うつ病は、うまく休めなくなってしまうという特徴を持った病気でもあります。うつ病を未治療のままで放っておくと、症状は次第に悪化し、慢性化し、治療への反応性も悪くなっていきます。人には自然治癒力というものが備わっておりますが、その力を十分に高めていくためにも、こころとからだの休息が必要なのです。十分な休養と適切な治療を行っていけば、多くのうつ病の患者さんは快方に向かっていきます。そして、早期発見、早期治療であれば、なおさら、治療期間も短くて済むのです。
治療では、患者さんが自らの内面について語り、医師がそれを聞き、受容し、共感し、そして、それに対する解決策や対処法を一緒に考えていくことで、患者さんのこころが明るく、元気になるお手伝いをさせていただく精神療法を行います。苦しかったことや辛かったことなどを、誰かに話し、共有してもらうことで、気持ちは軽くなります。また、自分自身の歪んだものの見方や考え方に気付き、より柔軟で現実的な思考ができるようにもなっていきます。心療内科や精神科では、精神療法は、非常に重要な役割を担っており、当院でも一番力を入れているものです。
お薬は、今までの苦しかった症状をより早く緩和してくれる、非常に頼もしい存在となります。

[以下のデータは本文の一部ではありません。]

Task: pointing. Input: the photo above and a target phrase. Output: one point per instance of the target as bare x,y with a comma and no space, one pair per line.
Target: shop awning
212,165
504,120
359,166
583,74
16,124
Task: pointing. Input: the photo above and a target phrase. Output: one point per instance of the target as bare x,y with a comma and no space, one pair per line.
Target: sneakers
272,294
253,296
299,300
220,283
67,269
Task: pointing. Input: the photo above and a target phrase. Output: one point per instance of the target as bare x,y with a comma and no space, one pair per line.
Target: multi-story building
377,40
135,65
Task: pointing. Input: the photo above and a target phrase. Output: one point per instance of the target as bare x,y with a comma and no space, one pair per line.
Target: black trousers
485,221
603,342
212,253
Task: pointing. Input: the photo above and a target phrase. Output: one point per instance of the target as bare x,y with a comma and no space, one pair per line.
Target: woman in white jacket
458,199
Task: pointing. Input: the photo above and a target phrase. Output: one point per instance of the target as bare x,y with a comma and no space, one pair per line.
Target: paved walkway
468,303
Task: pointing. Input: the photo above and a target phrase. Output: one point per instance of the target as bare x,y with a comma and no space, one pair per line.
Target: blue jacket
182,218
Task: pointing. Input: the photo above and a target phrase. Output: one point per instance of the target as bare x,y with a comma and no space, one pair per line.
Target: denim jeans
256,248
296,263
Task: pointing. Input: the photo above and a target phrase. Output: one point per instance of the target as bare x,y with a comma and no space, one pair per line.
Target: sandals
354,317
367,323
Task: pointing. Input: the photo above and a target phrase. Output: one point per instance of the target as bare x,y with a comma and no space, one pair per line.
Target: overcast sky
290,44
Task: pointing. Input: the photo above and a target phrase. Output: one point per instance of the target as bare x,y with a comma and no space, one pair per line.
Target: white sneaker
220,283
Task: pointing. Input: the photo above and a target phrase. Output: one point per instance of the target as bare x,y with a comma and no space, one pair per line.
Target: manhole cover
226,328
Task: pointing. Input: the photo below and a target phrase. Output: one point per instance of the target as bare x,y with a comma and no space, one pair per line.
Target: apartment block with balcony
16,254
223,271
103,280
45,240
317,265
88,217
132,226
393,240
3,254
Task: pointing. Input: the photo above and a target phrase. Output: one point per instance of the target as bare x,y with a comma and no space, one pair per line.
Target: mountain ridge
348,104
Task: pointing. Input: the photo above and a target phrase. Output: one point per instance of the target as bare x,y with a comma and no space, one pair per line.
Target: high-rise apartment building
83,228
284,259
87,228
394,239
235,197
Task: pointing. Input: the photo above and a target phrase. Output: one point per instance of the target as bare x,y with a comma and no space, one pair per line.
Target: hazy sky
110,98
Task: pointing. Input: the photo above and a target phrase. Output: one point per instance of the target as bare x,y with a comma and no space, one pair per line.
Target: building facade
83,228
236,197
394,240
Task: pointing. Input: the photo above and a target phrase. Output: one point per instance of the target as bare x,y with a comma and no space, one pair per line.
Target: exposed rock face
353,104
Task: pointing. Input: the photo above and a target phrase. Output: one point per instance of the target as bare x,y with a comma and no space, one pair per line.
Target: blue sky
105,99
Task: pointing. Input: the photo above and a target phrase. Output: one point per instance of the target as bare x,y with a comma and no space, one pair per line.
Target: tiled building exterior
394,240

SSRI(Selective Serotonin Reuptake Inhibitor;選択的セロトニン再取り込み阻害薬)、SNRI(Serotonin and Noradrenaline Reuptake Inhibitor;セロトニン・ノルアドレナリ ン再取り込み阻害薬)などのタイプの抗うつ薬は、従来の三環系や四環系の抗うつ薬よりも、便秘や口渇、排尿障害などの抗コリン作用による副作用が少ないという利点があり、現在、我が国では、うつ病治療の第1選択薬として、多くの心療内科や精神科で処方されております。
うつ病では、セロトニンやノルアドレナリンといった、気分や意欲、食欲、記憶などに関連した脳内の神経伝達物質の細胞間(シナプス間隙)での濃度が低い状態になっているということがわかってきておりますが、SSRIやSNRIは、神経細胞から放出されたセロトニンやノルアドレナリンが再び細胞内に取り込まれるのを防ぐことで、細胞間(シナプス間隙)でのそれらの濃度を高く維持させ、抑うつ気分や意欲低下、不安などの症状を改善させるのです。
なお、当院では、お薬の量は、患者さん個々の病状に合わせて、必要最小限の量で処方するようにいたしております。